Automation (Confidence Score)
Overview
The Automation feature in Mindee's platform represents a major step forward in enhancing both the accuracy and reliability of document data extraction. Designed to support robust and scalable automation workflows, this feature is built on two core capabilities:
Enhanced accuracy using model ensemble algorithms
Confidence scoring for all types of extracted fields
Automation aims to solve two common challenges in intelligent document processing:
Maximizing extraction quality in the face of variable and noisy document formats
Providing actionable trust signals so that systems can handle uncertain extractions appropriately
By combining multiple models and analyzing their agreement, Automation ensures that the most reliable prediction is selected for each field, while transparently communicating how confident the system is in that prediction.
Use Cases
Full Automation
By leveraging confidence score thresholds, you can selectively automate decisions in your processing pipeline, triggering downstream actions only when extractions meet a predefined reliability level.

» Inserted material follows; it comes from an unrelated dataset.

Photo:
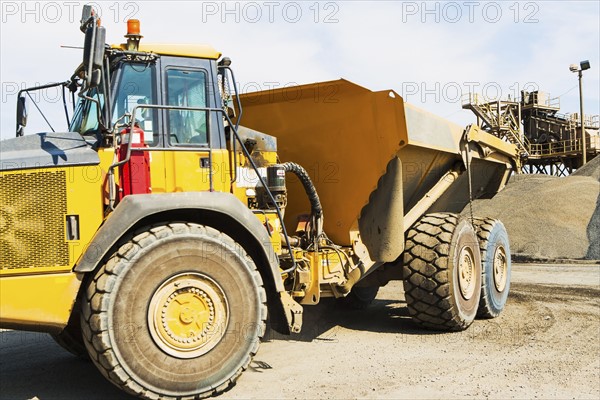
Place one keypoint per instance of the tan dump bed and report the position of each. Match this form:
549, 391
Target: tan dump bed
353, 141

For example, fields marked with a High
or Certain
confidence score can be automatically approved and pushed to your ERP or CRM system, while extractions with Low
or Medium
confidence can be routed for human review or fallback logic. This selective gating mechanism allows teams to implement fully automated flows for clean, predictable documents, while still handling edge cases gracefully.
Use cases examples:
Auto-validating invoice totals and tax fields before ingestion into an accounting system
Auto-approving identity document extractions for KYC when confidence is high
Automatically flagging low-confidence vendor names or dates for manual verification
Efficient human validation
To make confidence levels easily understood by end-users, each confidence score returned by Automation can be associated with a color-coded indicator. This visual feedback is especially useful in UI-driven workflows, where operators need to scan, validate, or correct extractions quickly.

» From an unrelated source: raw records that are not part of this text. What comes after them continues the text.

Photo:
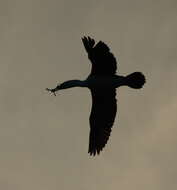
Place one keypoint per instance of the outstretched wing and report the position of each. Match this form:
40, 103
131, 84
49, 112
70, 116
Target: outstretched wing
103, 61
102, 117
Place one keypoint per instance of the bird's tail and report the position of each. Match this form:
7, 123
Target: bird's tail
135, 80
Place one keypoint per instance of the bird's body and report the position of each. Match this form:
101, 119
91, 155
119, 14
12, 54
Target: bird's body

The default color scheme is as follows:
🟥 Low
Low
Red
Manual review required
Extraction is uncertain or likely incorrect. Model disagreement is high.
🟧 Medium
Medium
Orange
Optional review
Some confidence, but context or format may impact correctness.
🟩 High
High
Green
Can be auto-processed
Model consensus is strong; prediction is likely accurate.
🟦 Certain
Certain
(soon)
Blue
Safe for full automation
Full confidence, human-level precision
This color-coding system allows product teams to highlight uncertainty directly in the user interface, enabling faster decisions, reducing cognitive load, and streamlining exception handling.
How to Activate Automation
When the Automation feature is not activated, the confidence
key in the JSON response will always be set to null
.
Once connected to the platform, open one of your models, navigate to the Data Schema section, and click on the Options tab.
Here you can switch on the toggle "Include Confidence Score for automation".
Go to the live test and drop a document for testing it.
In the JSON response, you can now see that the
confidence
key is set to"High"
,"Medium"
, or"Low"
. Another level of confidence"Certain"
will be released soon.
Towards 100% automation
By combining confidence-based automation with Mindee’s RAG-powered continuous learning loop, you can drive your workflows toward near 100% automation.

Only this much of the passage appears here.